June 27, 2008 — The Legislature has been called into special session at 10 a.m. July 8 to take action on a 30-year agreement between the government and Diageo PLC that would bring a new multi-million dollar Captain Morgan rum distillery to St. Croix.
A bill to ratify the agreement, which was drawn up earlier this month and made public by Gov. John deJongh Jr. in a radio and television address Monday evening, was submitted to the Legislature late this week. According to the bill, the agreement will "promote a greater measure of economic self-sufficiency and autonomy" for the territory by creating a new stream of excise-tax revenues that would help alleviate old government debts — including a more than $1.2 billion unfunded liability plaguing the Government Employees' Retirement System.
The federal government currently collects $13.50 in excise taxes on each proof gallon of V.I. produced rum sold throughout the mainland. Of that amount, $13.25 is remitted to the V.I. government.
However, most of the excise-tax revenues currently garnered from Cruzan Rum sales are either pledged against government bonds or have been put toward capital improvement efforts, leaving only about $18 million for the General Fund each year, deJongh explained in his public address.
The agreement with Diageo — which hinges upon the government's ability to float $250 million in tax-exempt bonds to help finance the project — will bring about $2.9 billion in new excise tax revenues into the government's coffers throughout the life of the agreement, deJongh wrote in a recent letter to Senate President Usie R. Richards calling for the special session.

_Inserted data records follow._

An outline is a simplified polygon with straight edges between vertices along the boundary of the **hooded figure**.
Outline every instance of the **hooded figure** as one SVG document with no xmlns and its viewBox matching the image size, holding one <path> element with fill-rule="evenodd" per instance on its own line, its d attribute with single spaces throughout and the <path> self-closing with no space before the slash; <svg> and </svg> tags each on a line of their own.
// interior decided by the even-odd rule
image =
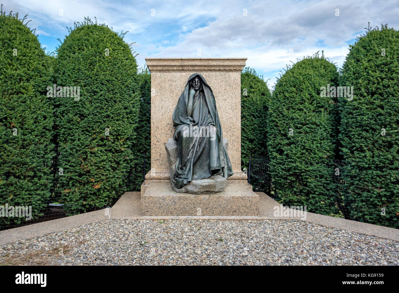
<svg viewBox="0 0 399 293">
<path fill-rule="evenodd" d="M 215 97 L 200 74 L 189 78 L 173 112 L 173 127 L 178 159 L 171 180 L 178 189 L 192 180 L 233 175 Z"/>
</svg>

"The new cover-over revenues will service this bond debt," the governor said in the letter. "This project is fully self-supporting from the revenues it will generate and does not require the commitment of any government resources.”
In return, the company will receive certain local incentives, such as Molasses Subsidy funds used to assist distillers processing rum in the Virgin Islands, along with statutory exemptions on property, excise, gross receipts and income taxes, according to the agreement. Thirty-five percent of the excise tax revenues will also be turned over to Diageo for marketing efforts.

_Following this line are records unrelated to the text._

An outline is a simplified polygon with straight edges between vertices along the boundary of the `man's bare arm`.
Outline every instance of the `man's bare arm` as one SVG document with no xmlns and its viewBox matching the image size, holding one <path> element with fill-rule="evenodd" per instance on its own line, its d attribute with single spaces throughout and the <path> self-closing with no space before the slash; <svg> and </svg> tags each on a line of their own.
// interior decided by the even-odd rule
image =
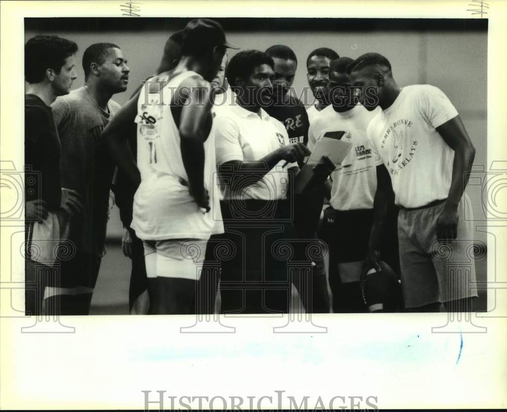
<svg viewBox="0 0 507 412">
<path fill-rule="evenodd" d="M 140 89 L 113 117 L 101 136 L 118 169 L 125 174 L 134 188 L 141 182 L 141 176 L 128 143 L 128 137 L 136 131 L 134 121 L 137 114 L 137 99 L 140 92 Z"/>
<path fill-rule="evenodd" d="M 457 235 L 458 205 L 468 183 L 470 170 L 475 157 L 475 148 L 459 116 L 437 127 L 437 131 L 447 145 L 454 151 L 449 196 L 439 216 L 437 226 L 437 238 L 451 240 L 456 239 Z"/>
<path fill-rule="evenodd" d="M 204 188 L 204 141 L 209 131 L 205 130 L 212 103 L 209 84 L 200 79 L 189 78 L 180 86 L 188 95 L 182 108 L 179 132 L 183 165 L 189 179 L 190 194 L 201 207 L 209 208 Z"/>
</svg>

Another 8 percent of the rebate revenues would be given to Diageo annually as a production incentive, starting in 2012, after the company's first year of production in the territory. The incentive payments will increase to 9.5 percent for each year that excise-tax revenues exceed $200 million.
The plant will be able to make up to 20 million gallons of rum annually, supplying every drop of Captain Morgan rum produced. The company will also sell some rum to other labels.

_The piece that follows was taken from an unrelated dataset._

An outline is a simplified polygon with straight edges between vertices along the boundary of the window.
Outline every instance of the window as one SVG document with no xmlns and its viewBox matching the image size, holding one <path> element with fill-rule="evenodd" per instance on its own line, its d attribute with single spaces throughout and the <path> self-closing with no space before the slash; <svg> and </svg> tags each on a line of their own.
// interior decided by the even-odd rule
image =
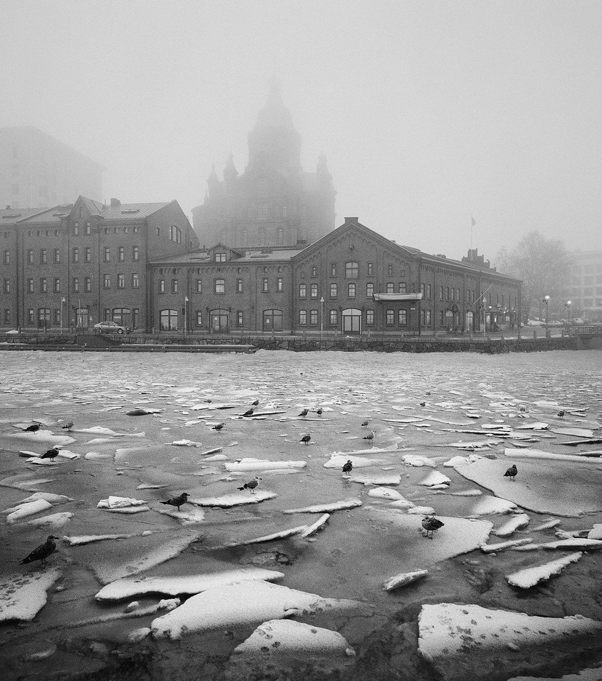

The St. Croix facility will take the place of Diageo operations in Puerto Rico.
Captain Morgan is the number two rum in the world, with sales of more than 7.5 million cases a year. Diageo, headquartered in the UK, owns Guinness, Johnny Walker, J & B, Smirnoff, Tanqueray and Jose Cuervo in addition to Captain Morgan.
"In reaching this agreement, the Virgin Islands has attracted a major international business concern that had looked throughout the Caribbean and beyond for a site to locate this crucial part of its business operations," deJongh wrote in his letter to Richards. "We have demonstrated that the Virgin Islands is a viable business locale, and we all should be proud of this accomplishment."